Sono 2.271.354 i casi accertati di Coronavirus nel mondo con l'Italia che si attesta tra i primi tre Paesi per il maggior numero di vittime: 25.549 a fronte di oltre 200mila decessi globali dall'inizio dell'epidemia (qui la mappa dei contagi aggiornata in tempo reale). Sebbene il contatore del trend epidemiologico scorra ancora troppo velocemente per auspicare una repentina battuta d'arresto del Covid-19, non è da escludere la possibilità che il patogeno possa rallentare il passo già nelle prossime settimane.

Maggio potrebbe essere il mese della svolta non solo per l'inizio dell'attesissima "fase 2" ma perché, con buona probabilità, favorisce condizioni climatiche ostili al virus. A suggerirlo sono le indicazione relative a temperatura e umidità elaborate dell'applicazione Monthly Climate Explorer for COVID-19 messa a punto dal Servizio per i cambiamenti climatici della missione Copernicus, un progetto gestito dalla Commissione Europea e dall'Agenzia spaziale europea (ESA) volto a mappare "lo stato di salute" del pianeta attraverso rilevazioni satellitari. Mediante l'ausilio dello spettronomo Tropomi (TROPOspheric Monitoring Instrument), installato sul satellite Sentinel-5 di Copernicus, gli scienziati hanno osservato una riduzione del 50% delle emissioni di diossido di azoto (NO2) in Europa. Presumibilmente si tratta dei risvolti positivi del lockdown prolugato che ha consentito alla Terra di respirare quasi a pieni polmoni.

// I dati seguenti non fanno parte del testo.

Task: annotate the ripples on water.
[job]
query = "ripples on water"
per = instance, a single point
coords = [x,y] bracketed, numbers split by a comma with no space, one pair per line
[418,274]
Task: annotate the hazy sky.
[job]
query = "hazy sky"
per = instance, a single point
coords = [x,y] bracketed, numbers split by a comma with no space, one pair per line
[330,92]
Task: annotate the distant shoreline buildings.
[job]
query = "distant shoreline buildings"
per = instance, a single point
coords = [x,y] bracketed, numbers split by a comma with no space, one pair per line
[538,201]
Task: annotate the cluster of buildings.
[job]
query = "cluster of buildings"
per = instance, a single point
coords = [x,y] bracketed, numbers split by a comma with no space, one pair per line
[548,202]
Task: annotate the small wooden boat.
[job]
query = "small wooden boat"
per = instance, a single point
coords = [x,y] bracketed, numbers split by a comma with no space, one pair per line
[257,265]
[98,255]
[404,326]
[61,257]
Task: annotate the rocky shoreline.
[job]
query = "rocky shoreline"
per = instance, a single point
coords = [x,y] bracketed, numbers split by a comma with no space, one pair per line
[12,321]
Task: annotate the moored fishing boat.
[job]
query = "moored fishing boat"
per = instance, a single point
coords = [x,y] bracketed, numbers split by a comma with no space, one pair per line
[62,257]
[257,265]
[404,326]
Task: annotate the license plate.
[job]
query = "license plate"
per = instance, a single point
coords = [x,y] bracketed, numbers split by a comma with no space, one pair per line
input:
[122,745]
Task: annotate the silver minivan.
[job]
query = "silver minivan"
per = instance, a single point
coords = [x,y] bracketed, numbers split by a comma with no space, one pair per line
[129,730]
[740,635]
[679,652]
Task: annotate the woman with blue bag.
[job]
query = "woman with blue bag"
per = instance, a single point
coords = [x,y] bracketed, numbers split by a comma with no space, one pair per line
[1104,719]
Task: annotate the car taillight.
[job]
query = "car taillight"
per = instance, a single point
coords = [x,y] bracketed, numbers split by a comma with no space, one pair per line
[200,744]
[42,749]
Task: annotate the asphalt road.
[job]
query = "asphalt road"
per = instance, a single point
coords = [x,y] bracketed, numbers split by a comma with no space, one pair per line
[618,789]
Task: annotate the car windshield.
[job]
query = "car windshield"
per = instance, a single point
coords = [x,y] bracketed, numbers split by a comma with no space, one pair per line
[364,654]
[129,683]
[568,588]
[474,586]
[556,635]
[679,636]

I dati evidenziati dall'applicazione sono a supporto dello studio elaborato da due ricercatori nostrani, Gentile Francesco Ficetola e Diego Rubolini dell’Università degli studi di Milano, che hanno condotto una indagine approfondita sulla vitalità del Coronavirus SARS-CoV-2 in relazione ai differenti parametri climatici. Dall'osservazione gli esperti hanno dedotto che il Covid ha maggiore probabilità di sopravvivenza in condizioni di freddo secco (segnalate sul grafico dalle aeree a colorazione biancastra) predilegendo una temperatura attorno ai 5° C e un’umidità compresa tra 0,6 e 1 kilopascal. Con l'avvento della 'bella stagione', così come evidenzia la mappa di Copernicus, si assisterà ad una'inversione di tendenza nella temperatura e nell'umidità con valori potenzialmente sfavorevoli alla propagazione del virus.

La natura dei rilevamenti induce a pensare che, ben presto, il virus possa mollare la presa favorendo una netta inversione del trend epidemiologico. Ovviamente, è bene ricordare che si tratta solo di proiezioni basate su calcoli numerici e stime ma non è da escludere la possibilità di un riscontro oggettivo a breve. Insomma, i presupposti di certo non mancano e i dati sul numero dei contagi lasciano già intravedere la luce in fondo al tunnel.